Se o motivo principalmente determinante de uma taxa municipal é outro que não o retributivo, o ato criador dessa taxa é inválido por desvio de poder.
 
§4.º – Conclusões
A)    A determinação da taxa mensal de € 60,00 pelo cartão de morador revela-se ilegal por inobservância dos princípios da equivalência económica, da proporcionalidade da taxa e da justa repartição dos encargos públicos (n.º 1, do artigo 4.º e n.º 1, do artigo 5.º, do RGTAL).
B) O quantitativo desta taxa deverá ser revisto à luz daqueles princípios e fixado em montante inferior, sem interferência de elementos estranhos à relação sinalagmática estabelecida pela utilização do um lugar de estacionamento na via pública ou interesses de entidades externas à relação jurídico-tributária.

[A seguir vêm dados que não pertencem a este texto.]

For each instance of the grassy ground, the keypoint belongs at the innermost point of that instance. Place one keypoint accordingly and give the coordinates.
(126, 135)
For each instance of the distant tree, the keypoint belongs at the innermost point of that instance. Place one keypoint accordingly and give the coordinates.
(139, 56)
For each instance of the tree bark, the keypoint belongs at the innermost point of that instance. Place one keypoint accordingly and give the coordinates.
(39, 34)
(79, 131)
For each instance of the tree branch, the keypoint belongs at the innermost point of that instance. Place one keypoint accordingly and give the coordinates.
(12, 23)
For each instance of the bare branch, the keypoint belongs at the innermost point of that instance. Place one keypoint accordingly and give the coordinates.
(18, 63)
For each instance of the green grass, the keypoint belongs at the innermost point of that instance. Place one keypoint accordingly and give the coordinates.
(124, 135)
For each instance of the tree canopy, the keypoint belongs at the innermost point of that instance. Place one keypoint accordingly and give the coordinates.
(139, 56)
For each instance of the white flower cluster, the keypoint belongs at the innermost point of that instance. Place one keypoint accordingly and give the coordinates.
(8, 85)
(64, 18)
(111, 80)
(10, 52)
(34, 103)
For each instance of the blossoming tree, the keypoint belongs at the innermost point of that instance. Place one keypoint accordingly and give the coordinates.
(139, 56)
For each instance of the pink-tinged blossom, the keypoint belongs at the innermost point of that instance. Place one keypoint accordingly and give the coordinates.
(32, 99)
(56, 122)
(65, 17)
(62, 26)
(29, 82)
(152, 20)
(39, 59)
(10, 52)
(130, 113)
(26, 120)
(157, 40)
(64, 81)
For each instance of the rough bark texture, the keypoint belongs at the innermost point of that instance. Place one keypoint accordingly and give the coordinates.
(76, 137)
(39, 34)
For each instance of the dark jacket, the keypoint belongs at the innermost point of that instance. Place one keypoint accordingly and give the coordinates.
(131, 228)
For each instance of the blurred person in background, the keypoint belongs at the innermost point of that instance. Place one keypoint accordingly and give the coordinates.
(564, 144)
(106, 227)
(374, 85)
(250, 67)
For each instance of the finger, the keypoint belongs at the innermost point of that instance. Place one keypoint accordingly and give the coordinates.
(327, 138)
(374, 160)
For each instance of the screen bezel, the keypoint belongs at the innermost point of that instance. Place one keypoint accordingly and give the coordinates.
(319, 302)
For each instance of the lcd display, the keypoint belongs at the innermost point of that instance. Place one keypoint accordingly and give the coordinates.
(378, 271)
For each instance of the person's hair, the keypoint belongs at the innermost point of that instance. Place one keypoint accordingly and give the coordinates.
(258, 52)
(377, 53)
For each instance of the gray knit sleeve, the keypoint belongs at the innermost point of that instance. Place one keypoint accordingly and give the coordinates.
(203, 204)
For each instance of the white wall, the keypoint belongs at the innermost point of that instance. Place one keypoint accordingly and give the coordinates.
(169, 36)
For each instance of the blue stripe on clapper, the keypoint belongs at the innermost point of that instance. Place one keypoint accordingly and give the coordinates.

C)    Impõe-se que a fundamentação económica e financeira desta taxa, e eventualmente de outras taxas e receitas do município de Lamego, seja clarificada, em termos que permitam afastar qualquer reserva quanto à sua validade.
 
Dignar-se-á V. Exa., em cumprimento do disposto no n.º 2, do artigo 38.º, da Lei n.º 9/91, de 9 de abril, na redação dada pela Lei n.º 17/2013, de 18 de fevereiro, transmitir-me, dentro de 60 dias a contar da receção desta recomendação, a posição que vier a adotar.
 
O Provedor de Justiça
 
 
José de Faria Costa


[1] Aprovado pela Assembleia Municipal de Lamego em 26 de abril de 2012 e publicado através do edital n.º 447/2012, no Diário da República, 2.ª série, n.º 89, de 8 de maio de 2012.
[2] Capítulo IX, artigo 6.2.
[3] Nesta linha, cf. n.º 2, do artigo 20.º, da Lei das Finanças Locais (Lei n.º 73/2013, de 3 de setembro).
[4] Alínea rr), do n.º 1, do artigo 33.º, da Lei n.º 75/2013, de 12 de setembro.
[5] Alínea b), do n.º 1, do artigo 25.º, da Lei n.º 75/2013, de 12 de setembro.
[6] Cf. Oliveira, Mário Esteves de, Direito Administrativo I, Lisboa, 1977, pp. 440 e ss.
[7] Idem, p. 455.
[8] Capítulo I – Prestação de Serviços Diversos; Capítulo II – Taxas de Urbanização e Loteamento; Capítulo III – Higiene e Salubridade; Capítulo IV – Cemitérios; Capítulo V – Ocupação do domínio público; Capítulo VI – Emissão e autenticação de horários de abertura dos estabelecimentos comerciais de venda ao público e de prestação de serviços; Capítulo VII – Publicidade; Capítulo VIII – Mercados e feiras; Capítulo IX – Outras taxas e licenças em vigor; Capítulo X – Licenças de veículos afetos ao transporte em táxis; Capítulo XI – Tarifário da Prestação de serviços de Abastecimento de Água e Tratamento de Águas Residuais e Recolha de Resíduos Sólidos; Capítulo XII – Instalação e Funcionamento dos Recintos de Espetáculos e Divertimentos Públicos; Capítulo XIII – Licenças Especiais de Ruído; Capítulo IV – Parque Biológico Serra das Meadas.
[9] Neste sentido, cf. Vasques, Sérgio, «Regime das Taxas Locais», Cadernos IDEFF, n.º 8, 2008, Coimbra, pp. 113 e ss.